I work on several projects that include EJS or Statamic’s templating within .html files. I have a language plugin for each, but the problem is that the EJS plugin only appears to check for .ejs files, so my .html files with EJS fall back to using Antlers, which is strange since they use different syntax. Anyway, other than manually switching the language every time, is there a better way to tell Atom to use Antlers or EJS based on the actual syntax, not simply the file type?

Thanks in advance!

Is it possible for a regular expression to tell the difference between EJS, Antlers, and vanilla HTML?

I thought of it as, is it possible to tell the difference between {{ and <%. I mean, they can already tell the difference between vanilla HTML and a templating language once triggered and traversing a particular file–my impression is that they’re not being triggered very efficiently.

If you can write a heuristic that can reliably tell the difference between plain HTML, Antlers and EJS, then you could conceivably add some code to your init.coffee that would do this. The edge cases for this kind of thing are pretty hard though. For example, is the following an HTML, Antlers or EJS file?


By the nature of HTML templating languages, it could conceivably be any one of the three. Another example:

    <p><%= (new Date()).toString() %> - Here are some {{ antlers }}</p>

At least we know that this one is either EJS or Antlers.

I also recently wrote about the difficulty of writing a reliable heuristic for determining if a chunk of text was Markdown or not.

People generally don’t like it when computers try to guess what they want and get it wrong. So it is often better to do the simple, dumb thing than to try to do the smart thing and guess wrong even a fraction of the time. This is why Atom checks the file extension and looks at the first line of the file (mostly for shebang lines) to determine the grammar to use.

With that said, I would love it if someone ported Linguist over to Atom for these kinds of things. Even still, it would just use the file extension the vast majority of the time.

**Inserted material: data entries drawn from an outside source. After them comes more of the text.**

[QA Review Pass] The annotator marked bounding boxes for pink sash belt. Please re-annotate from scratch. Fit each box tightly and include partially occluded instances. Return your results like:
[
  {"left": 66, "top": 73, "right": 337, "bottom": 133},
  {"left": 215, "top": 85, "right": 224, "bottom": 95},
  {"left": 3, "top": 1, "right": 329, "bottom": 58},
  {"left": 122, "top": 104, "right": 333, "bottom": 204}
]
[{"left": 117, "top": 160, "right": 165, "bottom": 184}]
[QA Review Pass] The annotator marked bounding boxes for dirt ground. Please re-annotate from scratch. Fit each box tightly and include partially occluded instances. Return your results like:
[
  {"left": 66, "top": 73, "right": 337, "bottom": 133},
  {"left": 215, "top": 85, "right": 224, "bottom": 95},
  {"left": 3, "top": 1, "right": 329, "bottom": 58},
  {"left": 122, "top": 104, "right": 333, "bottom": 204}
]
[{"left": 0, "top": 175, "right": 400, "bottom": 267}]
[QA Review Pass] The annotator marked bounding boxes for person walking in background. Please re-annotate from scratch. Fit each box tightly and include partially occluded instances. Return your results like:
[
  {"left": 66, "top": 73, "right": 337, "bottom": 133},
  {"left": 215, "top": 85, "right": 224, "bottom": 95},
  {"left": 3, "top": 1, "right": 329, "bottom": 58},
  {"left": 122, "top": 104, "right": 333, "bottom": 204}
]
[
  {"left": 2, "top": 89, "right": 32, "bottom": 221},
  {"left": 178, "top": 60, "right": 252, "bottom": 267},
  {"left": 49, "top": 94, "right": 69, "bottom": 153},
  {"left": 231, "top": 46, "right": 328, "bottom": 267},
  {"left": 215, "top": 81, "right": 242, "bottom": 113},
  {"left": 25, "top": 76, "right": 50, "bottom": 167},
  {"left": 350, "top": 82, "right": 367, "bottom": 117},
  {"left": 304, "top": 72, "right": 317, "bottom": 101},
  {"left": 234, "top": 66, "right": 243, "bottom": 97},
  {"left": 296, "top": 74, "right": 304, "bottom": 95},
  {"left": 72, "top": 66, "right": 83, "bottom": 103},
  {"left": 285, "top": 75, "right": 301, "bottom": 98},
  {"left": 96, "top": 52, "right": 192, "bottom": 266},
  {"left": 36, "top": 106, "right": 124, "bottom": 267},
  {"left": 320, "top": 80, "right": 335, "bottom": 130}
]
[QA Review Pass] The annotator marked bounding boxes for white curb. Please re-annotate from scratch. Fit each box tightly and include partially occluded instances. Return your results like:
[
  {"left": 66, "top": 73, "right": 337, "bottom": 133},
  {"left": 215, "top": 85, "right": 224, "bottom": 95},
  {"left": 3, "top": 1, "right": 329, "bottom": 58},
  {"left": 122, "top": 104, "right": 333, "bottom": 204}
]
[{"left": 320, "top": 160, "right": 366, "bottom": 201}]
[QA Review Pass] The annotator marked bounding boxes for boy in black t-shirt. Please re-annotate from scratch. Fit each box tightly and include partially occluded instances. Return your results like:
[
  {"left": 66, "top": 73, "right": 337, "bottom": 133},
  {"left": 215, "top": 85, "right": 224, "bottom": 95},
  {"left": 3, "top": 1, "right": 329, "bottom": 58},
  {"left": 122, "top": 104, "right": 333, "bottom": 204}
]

I wouldn’t expect a program to be able to determine which grammar to use based on your example, but would this ever occur in the real world? Personally, I would never mix two templating languages in a single file. Ideally, for me, the Atom would determine which grammar to use based on some signature syntax.

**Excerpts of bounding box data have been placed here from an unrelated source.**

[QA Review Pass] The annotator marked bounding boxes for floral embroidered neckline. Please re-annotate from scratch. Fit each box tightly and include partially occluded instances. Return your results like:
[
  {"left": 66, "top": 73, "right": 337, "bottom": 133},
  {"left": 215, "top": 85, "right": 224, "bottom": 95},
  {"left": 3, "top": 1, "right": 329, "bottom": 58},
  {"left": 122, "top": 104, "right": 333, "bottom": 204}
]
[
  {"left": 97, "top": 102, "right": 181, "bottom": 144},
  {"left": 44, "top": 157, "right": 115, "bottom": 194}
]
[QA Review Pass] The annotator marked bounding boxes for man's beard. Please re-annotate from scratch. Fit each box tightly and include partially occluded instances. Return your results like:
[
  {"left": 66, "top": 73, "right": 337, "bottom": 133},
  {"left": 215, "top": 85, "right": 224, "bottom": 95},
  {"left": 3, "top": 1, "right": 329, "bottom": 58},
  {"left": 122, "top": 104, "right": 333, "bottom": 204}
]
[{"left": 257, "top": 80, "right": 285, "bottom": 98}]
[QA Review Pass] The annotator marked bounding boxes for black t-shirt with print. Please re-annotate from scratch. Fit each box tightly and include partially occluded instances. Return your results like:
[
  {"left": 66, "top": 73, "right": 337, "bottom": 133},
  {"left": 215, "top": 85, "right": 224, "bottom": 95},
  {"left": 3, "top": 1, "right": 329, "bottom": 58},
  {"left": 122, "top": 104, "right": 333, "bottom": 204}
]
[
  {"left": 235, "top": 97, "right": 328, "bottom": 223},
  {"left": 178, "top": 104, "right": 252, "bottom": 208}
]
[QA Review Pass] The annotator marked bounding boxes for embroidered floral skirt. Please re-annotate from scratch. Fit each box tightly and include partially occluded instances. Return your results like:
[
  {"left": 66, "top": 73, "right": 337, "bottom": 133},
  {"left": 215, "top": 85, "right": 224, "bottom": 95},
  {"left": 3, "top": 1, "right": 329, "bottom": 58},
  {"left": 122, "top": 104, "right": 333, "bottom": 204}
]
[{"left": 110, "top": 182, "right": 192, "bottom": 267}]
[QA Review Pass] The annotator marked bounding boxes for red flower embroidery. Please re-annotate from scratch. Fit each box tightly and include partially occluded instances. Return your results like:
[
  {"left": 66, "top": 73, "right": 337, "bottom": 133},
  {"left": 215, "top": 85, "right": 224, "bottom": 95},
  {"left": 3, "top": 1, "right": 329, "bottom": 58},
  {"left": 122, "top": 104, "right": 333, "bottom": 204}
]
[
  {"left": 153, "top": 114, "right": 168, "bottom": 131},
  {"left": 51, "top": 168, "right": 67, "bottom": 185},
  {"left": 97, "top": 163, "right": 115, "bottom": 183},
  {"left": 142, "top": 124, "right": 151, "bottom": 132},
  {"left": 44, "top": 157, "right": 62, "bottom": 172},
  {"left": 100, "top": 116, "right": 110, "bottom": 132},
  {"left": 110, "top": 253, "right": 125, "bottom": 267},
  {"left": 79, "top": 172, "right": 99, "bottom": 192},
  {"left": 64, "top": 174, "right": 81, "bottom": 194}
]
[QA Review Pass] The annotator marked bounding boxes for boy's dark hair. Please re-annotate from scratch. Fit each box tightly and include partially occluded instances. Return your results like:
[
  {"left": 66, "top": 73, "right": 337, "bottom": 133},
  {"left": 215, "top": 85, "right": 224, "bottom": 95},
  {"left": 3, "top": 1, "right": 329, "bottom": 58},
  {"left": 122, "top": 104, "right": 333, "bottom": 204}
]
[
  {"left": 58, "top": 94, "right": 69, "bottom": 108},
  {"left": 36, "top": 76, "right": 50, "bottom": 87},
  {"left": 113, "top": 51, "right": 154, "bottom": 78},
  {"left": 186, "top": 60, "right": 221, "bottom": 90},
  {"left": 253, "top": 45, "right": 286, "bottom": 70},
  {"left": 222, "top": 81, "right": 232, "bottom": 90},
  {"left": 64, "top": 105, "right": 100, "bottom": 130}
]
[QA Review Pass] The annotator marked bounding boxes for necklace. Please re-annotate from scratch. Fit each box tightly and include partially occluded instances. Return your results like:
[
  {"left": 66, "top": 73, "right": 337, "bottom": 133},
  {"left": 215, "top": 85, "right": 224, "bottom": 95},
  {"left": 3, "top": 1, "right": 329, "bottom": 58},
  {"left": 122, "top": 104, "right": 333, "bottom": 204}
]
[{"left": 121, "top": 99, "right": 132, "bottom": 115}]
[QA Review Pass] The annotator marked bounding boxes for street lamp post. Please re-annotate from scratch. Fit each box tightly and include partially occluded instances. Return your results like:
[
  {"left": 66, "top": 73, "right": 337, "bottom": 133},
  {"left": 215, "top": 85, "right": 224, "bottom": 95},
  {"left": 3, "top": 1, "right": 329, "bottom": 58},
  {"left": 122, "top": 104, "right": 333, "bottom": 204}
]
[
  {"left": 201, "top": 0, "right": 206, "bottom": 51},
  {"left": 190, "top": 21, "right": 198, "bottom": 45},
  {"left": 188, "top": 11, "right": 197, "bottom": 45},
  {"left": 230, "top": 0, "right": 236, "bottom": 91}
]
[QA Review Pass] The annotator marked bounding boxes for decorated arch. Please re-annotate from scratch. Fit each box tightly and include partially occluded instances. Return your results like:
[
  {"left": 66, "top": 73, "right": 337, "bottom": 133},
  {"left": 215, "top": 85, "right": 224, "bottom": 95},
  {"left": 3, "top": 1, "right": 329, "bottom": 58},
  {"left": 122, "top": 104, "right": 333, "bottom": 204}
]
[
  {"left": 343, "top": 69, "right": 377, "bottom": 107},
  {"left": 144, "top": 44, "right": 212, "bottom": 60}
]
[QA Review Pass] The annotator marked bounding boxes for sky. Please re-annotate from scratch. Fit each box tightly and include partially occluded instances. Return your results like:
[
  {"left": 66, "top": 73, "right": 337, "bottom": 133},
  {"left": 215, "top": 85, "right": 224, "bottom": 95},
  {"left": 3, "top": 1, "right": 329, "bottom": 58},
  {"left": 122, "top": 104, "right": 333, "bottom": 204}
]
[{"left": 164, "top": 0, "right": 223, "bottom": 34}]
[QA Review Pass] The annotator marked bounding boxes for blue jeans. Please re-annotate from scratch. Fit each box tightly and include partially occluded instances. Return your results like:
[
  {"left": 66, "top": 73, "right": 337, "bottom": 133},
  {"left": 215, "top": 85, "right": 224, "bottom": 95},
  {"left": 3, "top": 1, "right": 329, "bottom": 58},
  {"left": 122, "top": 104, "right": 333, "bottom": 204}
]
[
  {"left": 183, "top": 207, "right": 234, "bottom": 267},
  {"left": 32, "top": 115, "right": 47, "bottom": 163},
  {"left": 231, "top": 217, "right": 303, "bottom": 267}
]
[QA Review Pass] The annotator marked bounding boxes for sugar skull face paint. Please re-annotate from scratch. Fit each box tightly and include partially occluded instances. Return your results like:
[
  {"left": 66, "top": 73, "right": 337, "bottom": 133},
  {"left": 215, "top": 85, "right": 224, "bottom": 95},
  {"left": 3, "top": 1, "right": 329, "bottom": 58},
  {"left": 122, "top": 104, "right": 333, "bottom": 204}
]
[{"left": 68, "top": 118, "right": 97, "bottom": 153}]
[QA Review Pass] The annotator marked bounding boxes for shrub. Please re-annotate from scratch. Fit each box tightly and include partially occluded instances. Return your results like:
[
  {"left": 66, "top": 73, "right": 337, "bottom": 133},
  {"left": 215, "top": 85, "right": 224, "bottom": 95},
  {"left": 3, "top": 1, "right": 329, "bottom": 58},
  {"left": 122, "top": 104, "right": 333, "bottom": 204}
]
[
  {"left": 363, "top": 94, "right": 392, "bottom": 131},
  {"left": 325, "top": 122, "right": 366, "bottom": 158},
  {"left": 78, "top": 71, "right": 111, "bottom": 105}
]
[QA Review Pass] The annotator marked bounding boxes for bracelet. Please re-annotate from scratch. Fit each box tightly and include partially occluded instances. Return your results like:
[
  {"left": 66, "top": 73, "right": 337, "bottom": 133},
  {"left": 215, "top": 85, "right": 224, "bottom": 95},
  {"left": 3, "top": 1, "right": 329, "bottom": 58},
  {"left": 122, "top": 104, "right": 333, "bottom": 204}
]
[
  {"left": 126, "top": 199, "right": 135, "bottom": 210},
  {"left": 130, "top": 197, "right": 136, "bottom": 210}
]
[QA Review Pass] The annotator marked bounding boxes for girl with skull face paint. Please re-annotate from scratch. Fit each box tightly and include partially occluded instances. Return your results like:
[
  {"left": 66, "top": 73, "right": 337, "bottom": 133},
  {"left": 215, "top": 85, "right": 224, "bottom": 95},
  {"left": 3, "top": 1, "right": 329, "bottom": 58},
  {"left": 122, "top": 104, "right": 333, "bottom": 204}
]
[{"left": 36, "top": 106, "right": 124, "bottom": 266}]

For example, if the file only contains <> tags, use vanilla HTML; if it contains <> tags and/(or <% %> or <%= %> tags), use EJS. Similarly, if the file only contains <> tags, use vanilla HTML; if it contains <> tags and/or {{ }} tags, use Statamic Antlers. Each plugin could add its own condition. To me, this’d be a safer assumption than purely checking the file extension and would solve my issue.

That’s just my suggestion, and I don’t know the ins and outs of Atom, but I figured we were passed a scenario where all my .html files are marked as Statamic files.

If the editor were mostly used for XML-like languages, this might work. But it’s general-purpose software that has to work equally well for all languages, as part of its design philosophy. At one point, someone decided to match against file extension and the first line of the file, because that catches the vast majority of cases without introducing extra complication.

Now, if you want to build an init.coffee script (or even a full package) that switches for you, that’s perfectly doable as long as a couple of if statements and regular expressions can clearly and reliably tell the difference.